Another exception to the requirement of prior written consent permits schools to disclose personally identifiable information from an education record to appropriate parties, including the parents/guardians of an eligible student, in connection with an emergency, if knowledge of the information is necessary to protect the health or safety of the student or other individuals. Under this exception, a school may take into account the totality of the circumstances pertaining to a threat to the health or safety of a student or other individuals. If a school determines that there is an articulable and significant threat to the health or safety of a student or other individuals, it may disclose information from education records to any person whose knowledge of the information is necessary to protect the health or safety of the student or other individuals. If, based on the information available at the time of the determination, there is a rational basis for the determination, the United States Department of Education will not substitute its judgment for that of the school in evaluating the circumstances and making its determination.
Another exception to the requirement of prior written consent permits schools to disclose personally identifiable information from an education record to ED or to the DOJ for the enforcement of Federal legal requirements which relate to Federally-supported education programs. For example, this exception would permit a school to disclose, without obtaining prior written consent, education records to DOJ so that DOJ can conduct an investigation of the school’s compliance with the ADA.

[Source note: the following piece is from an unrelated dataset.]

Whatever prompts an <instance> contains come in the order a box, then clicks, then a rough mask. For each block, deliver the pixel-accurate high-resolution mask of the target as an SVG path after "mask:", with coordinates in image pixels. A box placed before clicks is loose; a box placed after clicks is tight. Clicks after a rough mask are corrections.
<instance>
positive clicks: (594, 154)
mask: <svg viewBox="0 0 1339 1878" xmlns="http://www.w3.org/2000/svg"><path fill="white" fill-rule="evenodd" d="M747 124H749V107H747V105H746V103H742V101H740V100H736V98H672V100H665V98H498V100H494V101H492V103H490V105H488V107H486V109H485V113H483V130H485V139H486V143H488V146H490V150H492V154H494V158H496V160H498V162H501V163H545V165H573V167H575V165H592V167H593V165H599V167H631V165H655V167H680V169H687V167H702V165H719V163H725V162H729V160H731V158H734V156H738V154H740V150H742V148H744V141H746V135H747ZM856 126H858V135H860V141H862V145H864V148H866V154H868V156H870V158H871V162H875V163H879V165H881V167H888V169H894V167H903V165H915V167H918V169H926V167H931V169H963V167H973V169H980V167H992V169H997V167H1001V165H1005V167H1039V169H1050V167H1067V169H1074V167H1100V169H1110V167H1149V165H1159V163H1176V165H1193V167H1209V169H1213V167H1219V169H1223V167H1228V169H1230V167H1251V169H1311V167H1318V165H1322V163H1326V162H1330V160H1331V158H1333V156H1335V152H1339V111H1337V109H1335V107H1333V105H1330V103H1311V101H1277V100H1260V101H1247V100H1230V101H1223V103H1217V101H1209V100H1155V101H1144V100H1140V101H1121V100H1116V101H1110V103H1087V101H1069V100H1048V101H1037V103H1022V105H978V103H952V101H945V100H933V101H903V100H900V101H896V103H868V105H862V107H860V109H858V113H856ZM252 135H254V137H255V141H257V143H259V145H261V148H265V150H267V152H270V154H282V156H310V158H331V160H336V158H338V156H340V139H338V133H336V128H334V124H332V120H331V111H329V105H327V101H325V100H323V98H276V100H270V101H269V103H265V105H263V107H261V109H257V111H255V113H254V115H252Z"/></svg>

In addition, under FERPA, the parents/guardians or eligible students must be given the opportunity to inspect and review the student’s education records. A school must comply with a request for access to the student’s education records within a reasonable period of time, but not more than 45 days after it has received the request. FERPA also permits the parents/guardians or eligible students to request that a school correct education records that they believe to be inaccurate or misleading or in violation of the student’s right of privacy. If the school decides not to amend the education records, the school must notify the parents/guardians or eligible students of its decision and the parents/guardians or eligible students then have the right to a formal hearing. After the hearing, if the school still decides not to amend the education records, the parents/guardians or eligible students have the right to place a statement with the education records setting forth their views about the contested information or stating why they disagree with the school’s decision not to amend the records, or both. Similar requirements also apply to education records collected, maintained, or used under Part B of the IDEA.